Retraçant l'histoire de la révolution allemande depuis 1918. Zinoviev s'attache à démontrer que, chaque fois que sa victoire a été possible, c'est la social-démocratie qui est parvenue en définitive à assurer, au moins pour un temps, le pouvoir de la bourgeoisie. Il énumère les raisons qui l'inclinent à penser qu'il n'en sera pas de même cette fois.
Au premier rang de ces raisons figure le fait que les communistes allemands, en particulier depuis 1921, ont compris qu'il leur fallait reporter à plus tard leurs projets d'insurrection et de prise du pouvoir, qu'ils devaient s'efforcer avant tout de conquérir la majorité de la classe ouvrière pour mener à bien une révolution victorieuse. Or Zinoviev pense qu'ils sont tout près d'y être parvenus en cette année 1923 : ils contrôlent le mouvement des conseils d'usine dans plus de deux mille localités, exercent dans les syndicats — qu'ils ne pourront peut-être pas conquérir avant la prise du pouvoir — une influence considérable. Au mois d'août — le fait est capital — ils détenaient la majorité absolue dans les comités de grève de Berlin et de Hambourg :
« S'agit-il déjà d'une « majorité ferme et durable »? Peut-être n'est-il pas possible de l'affirmer. Mais il n'y a aucun doute : nous y allons et nous y serons bientôt. L'état d'esprit des masses est encore susceptible de se modifier, il manque de stabilité. L'état d'esprit de millions d'ouvriers ne peut être donné une fois pour toutes. Une partie d'entre eux hésite encore, un pied déjà dans le camp communiste et l'autre encore dans celui de la social-démocratie. Dans une période de transition, c'est inévitable. Il serait ridicule d'exiger comme condition du succès que tous les travailleurs, jusqu'au dernier, aient prêté serment de fidélité au parti communiste.
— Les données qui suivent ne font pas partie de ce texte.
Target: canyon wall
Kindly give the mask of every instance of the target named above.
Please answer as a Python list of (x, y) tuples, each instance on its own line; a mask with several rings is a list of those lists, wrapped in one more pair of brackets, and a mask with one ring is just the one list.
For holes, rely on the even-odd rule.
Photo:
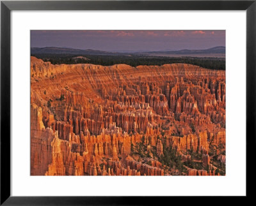
[(220, 175), (212, 161), (225, 163), (225, 71), (31, 57), (31, 175)]

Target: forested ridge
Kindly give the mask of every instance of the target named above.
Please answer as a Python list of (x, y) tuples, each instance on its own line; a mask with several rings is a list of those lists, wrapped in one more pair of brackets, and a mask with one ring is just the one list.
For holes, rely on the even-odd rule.
[(79, 55), (31, 54), (31, 55), (49, 61), (52, 64), (92, 64), (111, 66), (125, 64), (131, 66), (139, 65), (163, 65), (165, 64), (185, 63), (202, 68), (225, 70), (225, 58), (202, 57), (163, 57), (138, 55)]

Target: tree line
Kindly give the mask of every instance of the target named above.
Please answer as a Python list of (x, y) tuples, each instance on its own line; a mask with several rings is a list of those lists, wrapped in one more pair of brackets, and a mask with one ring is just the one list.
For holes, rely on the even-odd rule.
[[(131, 66), (139, 65), (158, 65), (165, 64), (185, 63), (198, 66), (202, 68), (225, 70), (225, 59), (218, 57), (159, 57), (138, 55), (71, 55), (36, 54), (31, 55), (42, 59), (44, 61), (49, 61), (53, 64), (92, 64), (102, 66), (125, 64)], [(76, 58), (77, 56), (86, 57)]]

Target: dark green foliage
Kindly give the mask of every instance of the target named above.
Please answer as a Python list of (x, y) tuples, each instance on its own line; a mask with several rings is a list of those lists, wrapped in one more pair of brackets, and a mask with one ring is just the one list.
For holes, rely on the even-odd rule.
[(48, 101), (47, 101), (47, 107), (50, 108), (51, 107), (52, 107), (52, 104), (51, 103), (51, 101), (48, 100)]
[[(165, 64), (185, 63), (199, 66), (202, 68), (225, 70), (225, 60), (217, 57), (161, 57), (140, 55), (79, 55), (79, 54), (31, 54), (44, 61), (50, 61), (53, 64), (93, 64), (110, 66), (125, 64), (131, 66), (139, 65), (163, 65)], [(88, 59), (76, 59), (74, 57), (84, 56)]]
[(64, 94), (61, 94), (60, 98), (57, 98), (56, 100), (62, 101), (65, 99)]

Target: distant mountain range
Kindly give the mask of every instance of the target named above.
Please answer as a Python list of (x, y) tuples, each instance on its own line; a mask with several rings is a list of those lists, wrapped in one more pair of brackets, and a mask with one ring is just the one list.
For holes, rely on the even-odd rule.
[(97, 50), (93, 49), (76, 49), (60, 47), (31, 47), (31, 54), (79, 54), (79, 55), (225, 55), (225, 47), (215, 47), (207, 49), (189, 50), (184, 49), (177, 51), (155, 51), (142, 52), (115, 52)]

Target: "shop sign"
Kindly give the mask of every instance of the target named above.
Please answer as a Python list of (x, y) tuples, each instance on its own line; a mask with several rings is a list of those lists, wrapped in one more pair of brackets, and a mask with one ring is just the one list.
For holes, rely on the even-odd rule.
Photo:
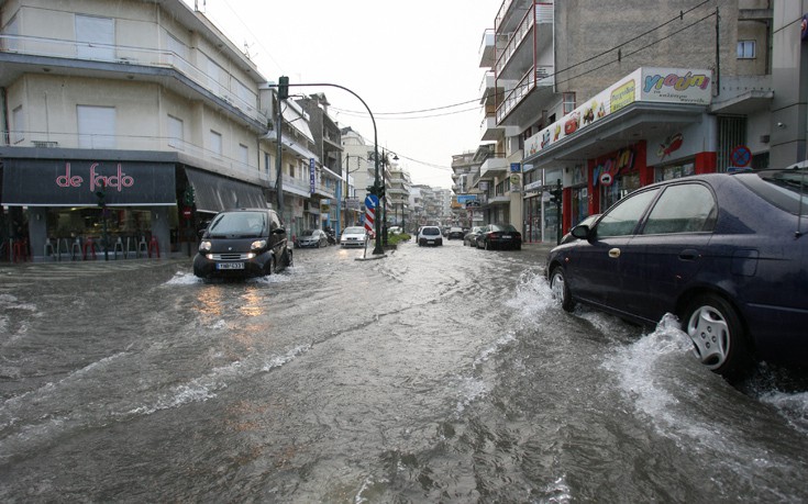
[(617, 152), (615, 157), (604, 159), (593, 169), (593, 186), (611, 186), (618, 175), (634, 168), (634, 149), (627, 147)]
[(5, 159), (3, 204), (85, 206), (176, 204), (174, 164)]
[(638, 68), (561, 120), (528, 138), (524, 142), (524, 157), (534, 156), (634, 102), (709, 105), (711, 86), (711, 70)]

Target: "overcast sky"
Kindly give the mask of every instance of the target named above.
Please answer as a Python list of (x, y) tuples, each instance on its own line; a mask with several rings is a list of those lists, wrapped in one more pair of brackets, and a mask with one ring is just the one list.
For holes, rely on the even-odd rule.
[[(184, 0), (191, 8), (195, 0)], [(483, 33), (501, 0), (197, 0), (258, 71), (290, 83), (351, 89), (376, 119), (379, 149), (398, 154), (413, 183), (449, 188), (452, 155), (479, 145)], [(324, 92), (330, 115), (373, 144), (373, 123), (351, 93)], [(456, 107), (449, 107), (456, 105)], [(447, 108), (449, 107), (449, 108)], [(424, 111), (420, 113), (405, 113)]]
C'est dans le cours même du combat que la majorité en formation achèvera de se constituer solidement derrière les communistes » [7].
Zinoviev estime que, pour le moment, la social-démocratie allemande a perdu au moins les deux tiers de ses adhérents et qu'elle ne regroupe encore que les plus âgés des ouvriers. Des centaines de milliers d'ouvriers social-démocrates se retrouvent avec les communistes dans les conseils d'usine, dans les centuries prolétariennes et, en rupture avec la discipline de leur propre parti, suivent les mots d'ordre du K.P.D. Comme le parti s.r. au cours de l'année 1917, le parti social-démocrate se lézarde dans le cours de la révolution. De ce point de vue, l'apparition d'une tendance de gauche à l'intérieur de ses rangs revêt une grande signification, non que ses dirigeants soient dignes de confiance, bien au contraire, mais elle constitue un symptôme, reflétant à la façon d'un miroir déformant l'état d'esprit révolutionnaire des masses prolétariennes. La plupart des dirigeants social-démocrates de gauche sont « de vieilles connaissances » qui, à un moment ou à un autre, dans le passé, ont déjà trahi le prolétariat. Il serait dangereux de leur laisser jouer un rôle autonome, et un « soutien » excessif de leur part pourrait bien se révéler fatal à la révolution prolétarienne. Mais cela ne signifie pas pour autant qu'il soit possible de négliger leur influence : cette gauche social-démocrate incarne les ultimes illusions d'une fraction importante de la classe ouvrière, et la révolution ne vaincra que si la classe se guérit précisément de ces illusions :
« Les temps sont proches où la grande majorité des travailleurs qui placent aujourd'hui encore quelque espoir dans cette gauche social-démocrate se convaincront que la lutte finale devra être menée non seulement sans la droite, mais aussi sans la gauche » [8].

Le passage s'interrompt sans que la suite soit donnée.